En effet, tu n’es pas sans le savoir, cher cousin, depuis l’accession de Luc Adolphe Tiao à la primature, ils sont nombreux à redouter le compte-rendu de l’hebdomadaire conseil des ministres le mercredi, tel au temps fort de la révolution démocratique et populaire, tant la fatwa de l’enfant terrible de Pouni Zawara se veut impitoyable. En veux-tu la preuve ?

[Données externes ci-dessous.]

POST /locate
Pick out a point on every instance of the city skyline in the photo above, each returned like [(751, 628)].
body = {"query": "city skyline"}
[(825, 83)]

Alors que ses voisins de la cité des “1200 Logements” n’avaient pas encore fini de s’apitoyer sur le sort de Jérôme Traoré, limogé du gouvernement à la suite de l’affaire du “mécano”, c’est maintenant le tour de ceux de Tampouy de faire corps avec le commissaire Paul Sondo, qui a été remplacé à la tête de la Police nationale par le commissaire Roger Zango le mercredi 21 mars 2012.

Mais pourquoi donc s’intéresser au cas Sondo, me demandes-tu ?
Eh bien, cher cousin, vingtième directeur général de la Police nationale, son règne aura été de très courte durée, puisqu’il a été nommé seulement le 4 mai 2011 et installé le 13 mai 2011, consécutivement aux mutineries des poulets, lesquels d’ailleurs, au nombre de 171, viennent de subir la rigueur du conseil de discipline.
Une disgrâce qui fera certainement jaser dans les cabarets de la capitale, tant le commissaire Paul Sondo ne passait pas inaperçu.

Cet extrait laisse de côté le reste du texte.